On Monday Ryan Wobbrock, Moody's Investor Service's senior credit officer, said the transaction is "mostly neutral to Dominion's financial metrics, with a ratio of cash flow to debt expected to be around 14%." Moody's affirmed the company's Baa2 senior unsecured rating.

The credit analyst said that from an environmental, social and governance, or ESG, standpoint, "the sale also helps Dominion's carbon transition, since it will eliminate ownership of roughly 21 million dekatherms per day of natural gas throughput and nearly 900 billion cubic feet of underground storage capacity that the company was responsible for in 2019."

MEETING STATE MANDATES
The Richmond, Virginia-based utility company became one of a growing number of investor-owned utilities and public power businesses that have adopted 2050 net-zero carbon emission goals over roughly the past two years. Dominion did so on February 11.

The company said at the time it had previously committed to cut methane emissions from its natural gas operations by 50% between 2010 and 2030 and carbon emissions from its power generating facilities by 80% between 2005 and 2050.

It said that progress toward those goals has been "significant," as it had cut carbon emissions approximately 50% since 2005 and reduced methane emissions by nearly 25% since 2010.

However, on April 12, Virginia Governor Ralph Northam, Democrat, signed the Virginia Clean Economy Act. That law requires almost all of the coal-fired generation in the state to be closed by 2024, and requires Dominion Energy Virginia to be 100% carbon-free by 2045, and Appalachian Power to be 100% carbon free by 2050.

The new law forced Dominion, which currently owns approximately 20 GW of power generation in Virginia, to "change its plans," as one of the company's business development executives told Platts in late June.

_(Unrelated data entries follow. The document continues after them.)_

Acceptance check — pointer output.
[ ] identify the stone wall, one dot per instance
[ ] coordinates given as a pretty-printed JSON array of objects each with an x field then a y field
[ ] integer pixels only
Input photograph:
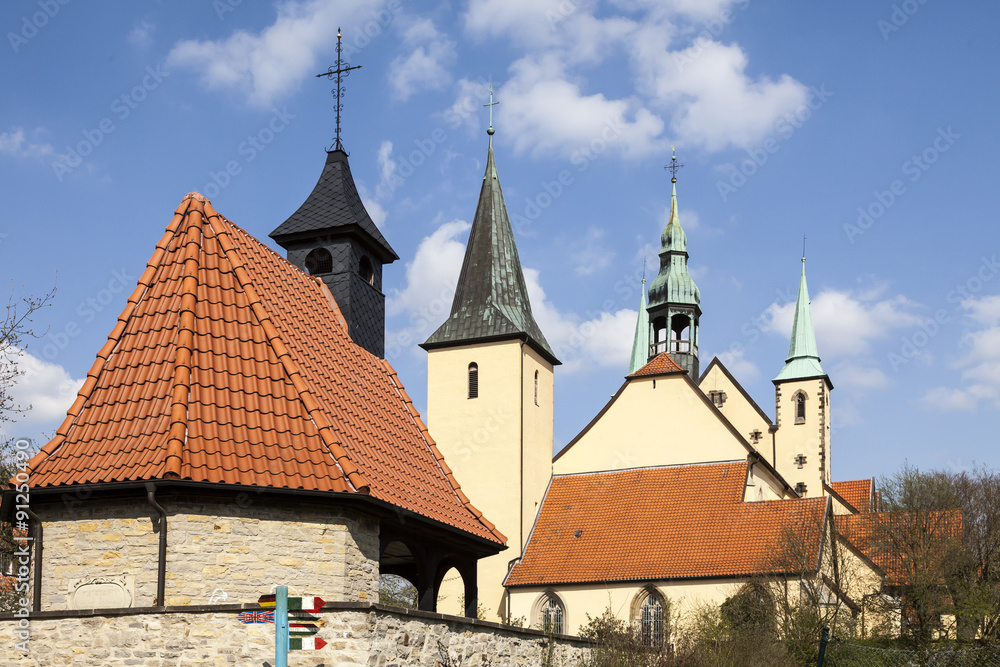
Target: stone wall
[
  {"x": 357, "y": 634},
  {"x": 216, "y": 552}
]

The new law requires the company to meet an interim 2035 goal of installing 16.1 GW of new solar generation and onshore windpower, 2.7 GW of electricity storage and 5.2 GW of offshore wind.

To aid in reaching its ultimate carbon-free goal, the company has said it will work toward extending the operating licenses of its four nuclear facilities.

The state's only 2045 mandate is reaching the 100% carbon-free emissions RPS. While the state does not mandate specific generation installation targets for 2045, Dominion has set out scenarios in its integrated resource plan that suggest it will need a total of 30 GW of mainly solar generation from now until 2045 to meet the state's goal.